Disaster by Design/Safety by Intent #42
Disaster by Design
At 4:00 am on March 28, 1979, workers at the Three Mile Island (TMI) nuclear plant near Harrisburg, Pennsylvania were preparing to restart the Unit 1 reactor from a refueling outage. The Unit 2 reactor was marking its first anniversary—exactly one year earlier, a nuclear chain reaction had been achieved for the first time. A series of events over the next 135 minutes would end Unit 2’s life and delay Unit 1’s restart for several years.
Unit 2 was operating at 97% power when one of the two condensate pumps unexpectedly stopped running. The two feedwater pumps pulled more water from the piping than the single remaining condensate pump could supply.
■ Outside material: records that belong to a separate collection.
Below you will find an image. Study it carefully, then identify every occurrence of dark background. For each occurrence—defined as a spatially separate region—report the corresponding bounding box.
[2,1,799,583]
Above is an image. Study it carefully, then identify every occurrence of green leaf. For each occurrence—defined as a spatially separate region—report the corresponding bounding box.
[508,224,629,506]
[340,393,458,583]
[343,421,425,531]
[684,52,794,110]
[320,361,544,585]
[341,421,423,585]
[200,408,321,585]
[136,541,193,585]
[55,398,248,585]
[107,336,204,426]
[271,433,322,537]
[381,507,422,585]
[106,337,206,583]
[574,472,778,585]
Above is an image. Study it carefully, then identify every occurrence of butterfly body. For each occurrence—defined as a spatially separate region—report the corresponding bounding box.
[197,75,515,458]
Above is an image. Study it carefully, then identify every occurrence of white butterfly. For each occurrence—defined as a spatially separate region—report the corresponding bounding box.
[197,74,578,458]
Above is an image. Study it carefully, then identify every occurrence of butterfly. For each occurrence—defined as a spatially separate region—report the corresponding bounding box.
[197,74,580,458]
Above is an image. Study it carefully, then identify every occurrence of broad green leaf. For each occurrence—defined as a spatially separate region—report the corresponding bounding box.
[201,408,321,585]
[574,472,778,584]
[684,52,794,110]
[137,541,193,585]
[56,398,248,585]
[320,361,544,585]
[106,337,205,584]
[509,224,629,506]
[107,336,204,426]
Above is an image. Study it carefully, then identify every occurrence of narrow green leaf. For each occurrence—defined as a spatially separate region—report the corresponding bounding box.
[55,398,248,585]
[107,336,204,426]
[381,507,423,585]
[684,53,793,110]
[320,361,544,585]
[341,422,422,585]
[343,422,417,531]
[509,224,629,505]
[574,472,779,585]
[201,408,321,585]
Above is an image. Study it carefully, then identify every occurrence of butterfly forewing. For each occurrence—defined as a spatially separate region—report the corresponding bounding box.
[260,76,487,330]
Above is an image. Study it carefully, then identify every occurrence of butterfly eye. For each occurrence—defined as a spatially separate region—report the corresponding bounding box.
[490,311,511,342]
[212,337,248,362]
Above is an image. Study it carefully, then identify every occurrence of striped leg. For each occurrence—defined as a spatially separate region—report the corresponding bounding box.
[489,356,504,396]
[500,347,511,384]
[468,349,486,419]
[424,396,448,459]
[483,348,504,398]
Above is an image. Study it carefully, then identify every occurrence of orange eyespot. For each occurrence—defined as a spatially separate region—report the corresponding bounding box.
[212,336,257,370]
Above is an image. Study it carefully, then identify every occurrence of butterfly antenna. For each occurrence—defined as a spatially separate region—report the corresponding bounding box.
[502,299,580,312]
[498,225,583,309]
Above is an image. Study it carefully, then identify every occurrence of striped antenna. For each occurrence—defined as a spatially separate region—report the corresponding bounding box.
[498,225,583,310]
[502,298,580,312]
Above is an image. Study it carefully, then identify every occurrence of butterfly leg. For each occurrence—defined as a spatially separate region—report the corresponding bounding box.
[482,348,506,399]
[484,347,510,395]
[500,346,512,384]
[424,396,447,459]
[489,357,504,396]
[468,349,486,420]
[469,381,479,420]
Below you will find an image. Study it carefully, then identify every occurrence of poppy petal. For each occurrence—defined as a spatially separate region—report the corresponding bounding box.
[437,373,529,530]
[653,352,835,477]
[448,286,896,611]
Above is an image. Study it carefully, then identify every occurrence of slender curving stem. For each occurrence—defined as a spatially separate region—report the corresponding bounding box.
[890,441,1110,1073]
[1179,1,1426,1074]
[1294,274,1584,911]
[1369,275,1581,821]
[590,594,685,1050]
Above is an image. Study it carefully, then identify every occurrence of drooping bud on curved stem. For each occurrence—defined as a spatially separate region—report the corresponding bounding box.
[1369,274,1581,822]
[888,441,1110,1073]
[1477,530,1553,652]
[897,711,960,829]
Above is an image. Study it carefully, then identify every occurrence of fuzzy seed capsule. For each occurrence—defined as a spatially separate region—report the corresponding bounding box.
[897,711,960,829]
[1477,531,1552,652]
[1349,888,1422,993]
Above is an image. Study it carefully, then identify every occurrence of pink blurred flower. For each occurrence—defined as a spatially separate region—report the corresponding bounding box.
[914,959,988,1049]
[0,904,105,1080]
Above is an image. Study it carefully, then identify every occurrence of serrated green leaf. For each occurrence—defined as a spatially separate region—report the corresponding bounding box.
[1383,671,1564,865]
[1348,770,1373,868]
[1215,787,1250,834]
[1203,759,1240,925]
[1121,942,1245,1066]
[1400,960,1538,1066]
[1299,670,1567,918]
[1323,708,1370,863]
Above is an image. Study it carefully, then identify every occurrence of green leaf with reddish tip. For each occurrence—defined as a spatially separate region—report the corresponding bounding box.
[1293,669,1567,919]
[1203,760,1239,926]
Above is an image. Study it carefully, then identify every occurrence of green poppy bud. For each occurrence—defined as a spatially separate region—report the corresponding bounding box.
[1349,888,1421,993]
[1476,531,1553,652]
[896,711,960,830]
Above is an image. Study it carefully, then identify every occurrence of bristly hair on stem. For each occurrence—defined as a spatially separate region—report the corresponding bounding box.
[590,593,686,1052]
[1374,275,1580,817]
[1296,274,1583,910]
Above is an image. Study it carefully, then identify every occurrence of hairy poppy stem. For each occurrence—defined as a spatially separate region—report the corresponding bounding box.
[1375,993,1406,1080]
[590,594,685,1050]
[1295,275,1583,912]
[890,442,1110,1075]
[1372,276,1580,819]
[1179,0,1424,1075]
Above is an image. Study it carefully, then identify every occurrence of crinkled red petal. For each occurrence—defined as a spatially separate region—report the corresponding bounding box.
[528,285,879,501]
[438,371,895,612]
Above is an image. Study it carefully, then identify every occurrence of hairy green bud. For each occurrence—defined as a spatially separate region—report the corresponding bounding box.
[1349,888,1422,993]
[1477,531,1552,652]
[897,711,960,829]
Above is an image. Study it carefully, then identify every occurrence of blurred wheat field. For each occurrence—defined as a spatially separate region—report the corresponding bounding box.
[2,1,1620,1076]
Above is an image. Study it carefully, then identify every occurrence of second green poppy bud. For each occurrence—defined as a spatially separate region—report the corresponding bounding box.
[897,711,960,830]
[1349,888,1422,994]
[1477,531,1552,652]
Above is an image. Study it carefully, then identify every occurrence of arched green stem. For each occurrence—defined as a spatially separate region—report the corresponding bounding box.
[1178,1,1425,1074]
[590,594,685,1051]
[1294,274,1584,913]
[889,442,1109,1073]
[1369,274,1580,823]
Automatic protective devices tripped both feedwater pumps. The loss of the feedwater pumps caused the water level in the steam generators as steam continued to exit them with little makeup water in return. Protective devices automatically tripped the main turbine and moments later triggered the rapid shut down of the reactor.
It was not the first time the Unit 2 reactor had shut down due to problems in the feedwater system. In fact, the reactor had shut down twelve times for such problems. On December 2, 1978, alone it had shut down three times due to feedwater system problems. It would be the 13th time Unit 2 shut down due to feedwater system problems, and the last time for any reason.
The steam generator is like a fulcrum between the energy produced by the reactor and the energy carried away by the steam. The transient resulting from the rapid shutdowns of the main turbine and reactor upset the energy balance. The imbalance caused the pressure of the water within the primary loop—the reactor vessel, the steam generators, the pressurizer, and the connecting piping—to increase. The power operated relief valve (PORV) on top of the pressurizer automatically opened to release steam to the reactor coolant drain tank inside the reactor building and curb the pressure rise.
The reactor’s design tried to restore the balance. The automatic shut down of the reactor reduced the energy production level from 97% to under 7%. And the emergency feedwater pumps automatically started for the purpose of restoring the flow of makeup water to the steam generators so the secondary loop could resume carrying away the energy being transferred from the primary loop.
But a few days earlier, the emergency feedwater system had been removed from service for testing. After completion of the tests, workers failed to re-open the valves between the emergency feedwater pumps and the steam generator. And tags applied to switches on the control room panel covered up the indicator lights showing that the valves were closed. So, the emergency feedwater pumps had started, but the closed valves prevented them from supplying makeup water to the steam generators. It took about eight minutes for the operators to detect this situation, open the valves, and restore makeup flow to the steam generators.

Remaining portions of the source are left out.